Fitzsimmons echoed Johnson, noting that not only do state-of-the-art campus fitness facilities improve the health of students, they also add needed enrichment and engagement, which are essential to the student experience.
"There is a tremendous amount of research and data that connects student fitness levels to improved cognitive function, academic performance, social networks, and engagement on campus, plus a decrease in stress and anxiety," said Fitzsimmons, whose graduate studies have focused on the impact of fitness offerings for student retention, graduation and other success factors.
He listed many of the benefits of fitness centers that contribute to the core of an institution's mission: Students surveyed nationally said a state-of-the-art facility was a major influence on their decision to remain at a university; studies show that students who use an on-campus facility three times a week or more have a full GPA point higher than students who don't; parents increasingly see the presence of a fitness facility on a campus as a strong positive sign that the institution takes their student's well-being seriously.
And, the bottom line of such a building is promising. The E. L. Wiegand Fitness Center is what Fitzsimmons termed a "consumable building," meaning that it's heavily used, with fee structures for use associated with it, giving it an excellent rate of return on the University's initial investment.

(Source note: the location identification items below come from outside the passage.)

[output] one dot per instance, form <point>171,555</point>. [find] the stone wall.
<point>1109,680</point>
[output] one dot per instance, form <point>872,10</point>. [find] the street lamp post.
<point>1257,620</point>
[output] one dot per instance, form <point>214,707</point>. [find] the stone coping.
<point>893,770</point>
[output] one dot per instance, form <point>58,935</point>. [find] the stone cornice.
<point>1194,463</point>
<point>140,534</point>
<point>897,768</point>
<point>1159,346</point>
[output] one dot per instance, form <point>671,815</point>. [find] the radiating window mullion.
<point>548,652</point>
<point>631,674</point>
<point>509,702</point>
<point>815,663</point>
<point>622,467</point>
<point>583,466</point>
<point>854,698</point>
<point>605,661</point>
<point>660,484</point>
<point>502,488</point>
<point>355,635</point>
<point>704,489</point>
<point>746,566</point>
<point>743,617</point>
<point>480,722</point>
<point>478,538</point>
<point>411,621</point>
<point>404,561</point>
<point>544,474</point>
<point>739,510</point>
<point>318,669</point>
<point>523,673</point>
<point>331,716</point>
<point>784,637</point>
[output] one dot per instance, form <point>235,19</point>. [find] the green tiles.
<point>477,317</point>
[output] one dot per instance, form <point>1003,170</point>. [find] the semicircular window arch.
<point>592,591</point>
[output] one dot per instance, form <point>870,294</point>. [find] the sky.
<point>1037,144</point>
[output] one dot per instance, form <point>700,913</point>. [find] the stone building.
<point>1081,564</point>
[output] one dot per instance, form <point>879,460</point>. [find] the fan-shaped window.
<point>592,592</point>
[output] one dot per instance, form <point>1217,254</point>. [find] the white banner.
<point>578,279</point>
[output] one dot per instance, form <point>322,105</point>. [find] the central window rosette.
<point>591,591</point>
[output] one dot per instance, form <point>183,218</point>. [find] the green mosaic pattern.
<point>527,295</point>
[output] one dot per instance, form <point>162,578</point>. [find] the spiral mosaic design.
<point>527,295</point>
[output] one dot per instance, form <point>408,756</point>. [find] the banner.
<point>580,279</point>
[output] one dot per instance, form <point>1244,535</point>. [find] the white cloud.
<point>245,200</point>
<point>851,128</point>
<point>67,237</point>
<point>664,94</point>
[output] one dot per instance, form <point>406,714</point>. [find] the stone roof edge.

"It's a marvelous addition to the campus," Fitzsimmons said. "The campus is entering a whole new chapter now that it's here."
Other general features of the building include a gymnasium with three courts for intramural basketball and other sports; areas for weightlifting, cardio training and a multitude of fitness classes and activities. There are also lockers and changing rooms, as well as some administrative office spaces.
A floor-by-floor look includes:
The ground floor offers a parking garage with approximately 85 spaces (if the parking garage is added to the facility's square footage, it exceeds 150,000 square feet).
The first floor is the main entry level, with a lobby, men's and women's locker rooms, administrative offices, and two multi-purpose rooms. The majority of the floor space is dedicated to an open strength training space and functional training zone. The fitness stairway begins at this level.
The second floor continues the fitness stairway, and holds five multi-purpose rooms for fitness classes such as yoga, Pilates, aerobics and Zumba. There are additional restrooms on this floor.
The third floor features the gymnasium with three multi-use courts and a cardio zone with exercise machines such as stationary bikes and treadmills. There is also an additional smaller strength training room complementing the first floor's offerings.
The fourth floor holds the 1/8th mile running track and includes some areas for stretching. The fitness stairway ends at this level.